I read in early morning, preferably in bed. Or I read afternoons in the
library, seated in the anonymity of a rustling. Turning the pages, my desk-lamp
joining the complicitous glow, I become a member of anonymity. Password carus, lowercase, seat 1030.
Reading in the utopia of airplanes is quite total.
I flew to the British Library to trace Lucretius. I had filled out the
paperwork and received the plasticized reader’s identity card. My declared
interest was the early translation history of De Rerum Natura in England in the 17th and early-18th
centuries. The door handles of the reading rooms were wrapped in soft-grained
black leather bound in place with fine stainless steel wire. (“Lastingness:
Réage, Lucrèce, Arendt”)
Canadian poet and essayist Lisa Robertson’s Nilling: Prose Essays on Noise, Pornography, The Codex, Melancholy, Lucretius, Folds, Cities and Related Aporias
(Toronto ON: BookThug, 2012) is a collection of essays on form and
consequences, with threads that extend out of her previous non-fiction work, Occasional Works and Seven Walks from the Office for Soft Architecture (Astoria, OR: Clearcut Press, 2003; Toronto
ON: Coach House Books, 2006). As she writes in the essay “Disquiet”:
The constituting gesture of the Western city is expulsion. We rid the
bounded site of what we next configure as danger, pollutant, threat to the
self-identifying community. The efficiency of the expulsing gesture has
demonstrated itself: The means of living are what are extracted or wrested from
an elsewhere, and brought apparently cleansed into the agora, in order to the
exchanged for the stance and insignia of authority. It interests me to record
signs of the failure of this hygiene. However thoroughly policed and legislated
such a system is, it is never totalized. Migrants slip through borders, illegal
or sub-legal economies proliferate, or the central economy suddenly reveals its
own illegality. In spite of dominant intentions, movement doesn’t stop. The
city never becomes a static image of its own nostalgia, because some movement
will always be indeterminant. Centrally defined limits and products are
misused, transgressed. Border practices take place on a deeply layered and
concentrated history of related counter-activity. To be in the city is also to
be in the ancient habitus of refusal and resistance. Bodies assert their
incalculable drives. Noise is made. It is the present.
Nilling collects eight
essays, most of which were originally composed “accepting various invitations,”
including an exhibition catalogue for an art show. The essay “Disquiet,” which
is “accompanied by ambient sound records
made at the sites of Atget’s documentary photographs of Paris. Each subtitled
section of the essay has a corresponding soundscape.
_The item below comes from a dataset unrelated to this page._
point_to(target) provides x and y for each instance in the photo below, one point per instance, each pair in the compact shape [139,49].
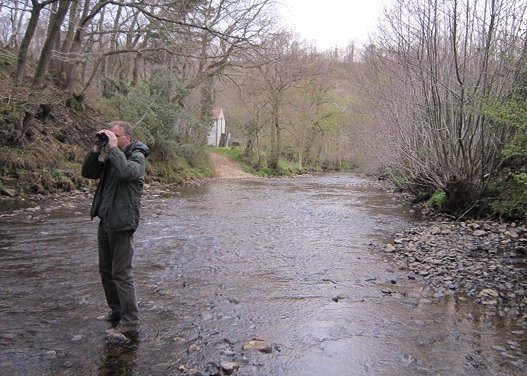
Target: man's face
[123,140]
These recordings can be
accessed on the web at http://www.bookthug.ca/nilling.” Some of the
detailed descriptions of library archives and the nature of decoding text is
reminiscent of Susan Howe’s writing, as Robertson moves through her own
descriptions of marginalia, somehow becoming no longer peripheral, but briefly
central to her experience of reading. Robertson’s essays describe an act of
reading, deep and complex, through a variety of subjects, and describe that
reading, much like visual art, writing or architecture, can’t exist in any way
but as response. As her closing line to “7.5 Minute Talk for Eva Hesse” reads:
“Form – it’s because there are consequences.”